BEIJING (AP) — A man who was told by officials they couldn't register his fourth child because he didn't pay a penalty for breaking China's family planning laws stabbed to death two government workers and injured four others, state media and an official said.
Footage of police trying to subdue the man outside a family planning office in southern China's Guangxi region while he still brandished a machete was widely available on Chinese news websites and shared on social media Wednesday.
The incident this week is one of a string of grievances against symbols of authority in China that have turned violent in recent months. It also illustrates how disliked China's family planning limits are, more than 30 years after their introduction limited most urban couples to one child and rural families to two.
Many comments on China's Twitter-like sites voiced sympathy for the man and their opposition to the one-child policy, with some calling on the government to get rid of it.
A family planning official said Wednesday that a man and a woman at the office died in the attack and four other workers were injured, including a woman who had her right hand cut off. The official from the Family Planning Commission of Fangchenggang city said the suspect was certified mentally disabled. As is common with Chinese officials, she gave only her surname, Li.
Footage broadcast on Guangxi TV showed police wearing helmets using long metal bars to bring a man with a machete resisting them under control. Authorities said the suspect had been detained.
According to the official Xinhua News Agency, staff in the Dongxing City Family Planning Bureau — which comes under Fangchenggang city — refused Monday to register the man's fourth child for a hukou, or resident's certificate, because he hadn't paid a social compensation fee.
The fee is a fine levied on parents who break family planning laws and can be up to 10 times a family's annual income, depending on the province and the whim of the local planning bureau. A child without a hukou faces a multitude of problems because the certificate is needed to register for education, health care and government benefits.

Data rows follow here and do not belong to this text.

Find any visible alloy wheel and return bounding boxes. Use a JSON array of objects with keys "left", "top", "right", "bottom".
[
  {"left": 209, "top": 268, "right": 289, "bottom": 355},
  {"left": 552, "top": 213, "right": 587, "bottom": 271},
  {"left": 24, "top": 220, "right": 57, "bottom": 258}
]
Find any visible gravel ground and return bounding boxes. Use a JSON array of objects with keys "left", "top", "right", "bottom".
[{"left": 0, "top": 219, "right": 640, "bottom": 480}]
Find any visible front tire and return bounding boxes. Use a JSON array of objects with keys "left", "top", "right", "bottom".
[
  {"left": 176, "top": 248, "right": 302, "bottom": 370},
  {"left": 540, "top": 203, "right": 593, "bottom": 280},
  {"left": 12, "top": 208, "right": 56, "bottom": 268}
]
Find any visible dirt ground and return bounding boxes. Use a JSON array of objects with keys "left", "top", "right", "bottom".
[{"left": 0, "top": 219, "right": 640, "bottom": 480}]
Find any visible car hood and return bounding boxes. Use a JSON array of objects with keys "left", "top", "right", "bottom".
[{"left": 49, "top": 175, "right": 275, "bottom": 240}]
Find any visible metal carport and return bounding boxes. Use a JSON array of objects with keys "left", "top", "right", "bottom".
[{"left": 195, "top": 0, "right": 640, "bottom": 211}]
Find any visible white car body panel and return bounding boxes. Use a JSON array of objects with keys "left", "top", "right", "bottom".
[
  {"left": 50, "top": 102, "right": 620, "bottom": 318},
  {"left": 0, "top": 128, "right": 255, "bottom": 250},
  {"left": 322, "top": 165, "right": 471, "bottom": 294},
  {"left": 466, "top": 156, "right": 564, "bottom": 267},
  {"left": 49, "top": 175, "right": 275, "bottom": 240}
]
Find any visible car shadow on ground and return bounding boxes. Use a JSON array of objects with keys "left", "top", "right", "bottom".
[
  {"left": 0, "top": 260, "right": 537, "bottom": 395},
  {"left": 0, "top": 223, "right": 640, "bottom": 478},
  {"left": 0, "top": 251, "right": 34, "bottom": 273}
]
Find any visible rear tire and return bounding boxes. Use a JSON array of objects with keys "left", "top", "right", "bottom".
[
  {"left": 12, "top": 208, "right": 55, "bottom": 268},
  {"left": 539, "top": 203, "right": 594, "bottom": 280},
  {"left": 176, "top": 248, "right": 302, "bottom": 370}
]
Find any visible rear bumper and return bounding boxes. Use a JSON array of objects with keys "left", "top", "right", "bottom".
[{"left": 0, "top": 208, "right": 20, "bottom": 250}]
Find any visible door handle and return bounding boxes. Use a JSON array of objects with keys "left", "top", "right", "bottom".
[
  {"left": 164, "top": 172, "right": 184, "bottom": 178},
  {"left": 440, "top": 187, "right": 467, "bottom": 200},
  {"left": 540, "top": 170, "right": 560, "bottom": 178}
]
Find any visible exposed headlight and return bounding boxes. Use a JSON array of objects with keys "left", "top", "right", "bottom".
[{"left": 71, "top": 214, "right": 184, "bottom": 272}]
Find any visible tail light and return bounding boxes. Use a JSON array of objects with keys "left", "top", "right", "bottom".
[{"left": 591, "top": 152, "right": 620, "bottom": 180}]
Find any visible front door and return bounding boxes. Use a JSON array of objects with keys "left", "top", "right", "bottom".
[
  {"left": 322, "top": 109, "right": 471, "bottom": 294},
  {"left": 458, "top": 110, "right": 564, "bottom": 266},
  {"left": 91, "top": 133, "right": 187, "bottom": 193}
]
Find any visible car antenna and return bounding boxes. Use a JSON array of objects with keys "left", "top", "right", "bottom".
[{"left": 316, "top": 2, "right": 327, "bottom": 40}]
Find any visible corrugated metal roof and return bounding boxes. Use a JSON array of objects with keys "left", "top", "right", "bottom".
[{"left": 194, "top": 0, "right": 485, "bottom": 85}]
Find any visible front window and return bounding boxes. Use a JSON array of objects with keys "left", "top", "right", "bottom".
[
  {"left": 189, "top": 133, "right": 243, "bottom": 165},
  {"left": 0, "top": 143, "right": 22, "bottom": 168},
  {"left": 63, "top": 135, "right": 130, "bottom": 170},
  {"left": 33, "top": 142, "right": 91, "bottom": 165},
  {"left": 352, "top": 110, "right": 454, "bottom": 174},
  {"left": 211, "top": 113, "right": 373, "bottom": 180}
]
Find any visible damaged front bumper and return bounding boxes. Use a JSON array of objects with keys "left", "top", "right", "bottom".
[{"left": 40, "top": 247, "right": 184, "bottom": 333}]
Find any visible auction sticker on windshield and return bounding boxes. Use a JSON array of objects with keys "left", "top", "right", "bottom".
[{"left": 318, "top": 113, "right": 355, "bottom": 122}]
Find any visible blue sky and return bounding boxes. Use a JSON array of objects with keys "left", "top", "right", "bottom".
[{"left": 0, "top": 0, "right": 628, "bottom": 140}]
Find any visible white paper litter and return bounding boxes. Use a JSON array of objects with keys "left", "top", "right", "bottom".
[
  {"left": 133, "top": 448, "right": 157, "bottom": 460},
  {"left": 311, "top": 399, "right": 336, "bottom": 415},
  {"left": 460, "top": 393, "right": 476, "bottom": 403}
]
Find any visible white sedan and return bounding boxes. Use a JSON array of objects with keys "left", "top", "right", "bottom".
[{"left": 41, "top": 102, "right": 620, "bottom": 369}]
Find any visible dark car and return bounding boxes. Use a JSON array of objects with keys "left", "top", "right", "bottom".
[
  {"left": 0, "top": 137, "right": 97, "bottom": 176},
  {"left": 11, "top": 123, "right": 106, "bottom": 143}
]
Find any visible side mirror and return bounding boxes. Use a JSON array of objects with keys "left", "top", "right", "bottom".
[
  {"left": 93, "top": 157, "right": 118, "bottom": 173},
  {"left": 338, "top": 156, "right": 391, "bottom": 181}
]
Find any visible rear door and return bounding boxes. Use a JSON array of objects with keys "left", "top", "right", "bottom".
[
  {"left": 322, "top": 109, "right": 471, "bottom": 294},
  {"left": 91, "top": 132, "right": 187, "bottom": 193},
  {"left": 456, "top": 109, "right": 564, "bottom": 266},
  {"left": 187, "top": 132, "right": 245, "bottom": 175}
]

Tuesday's Xinhua report, which cited an initial investigation by the Dongxing municipal government, identified the man as having the surname He.
On Tuesday morning, He is believed to have broken into the building and attacked the six victims, Xinhua said, adding that the man is a villager and has one son and three daughters. It wasn't immediately clear whether he had previously paid a social compensation fee.
Although often known as the "one-child policy," China's family planning laws allow families in rural areas to have a second child if their first is a girl.
China has seen a number of recent cases in which people who have been unable to find redress for their grievances have turned to violence to attract attention. Though many commentators on Chinese blogs and media have condemned the use of violence, there has also been an outpouring of sympathy for these individuals, who are seen as having been failed by authorities.
On Saturday, a motorcycle taxi driver detonated a homemade bomb at Beijing's main airport after eight years of frustration trying to seek redress for an attack by city guards that left him paralyzed and in debt, according to his brother.
Last month, a man aged about 60 reportedly chronicled online his unsuccessful efforts to get a local police station to correct his age so he could be eligible for social security payments, then a day later set fire to a crowded commuter bus, killing 47 people.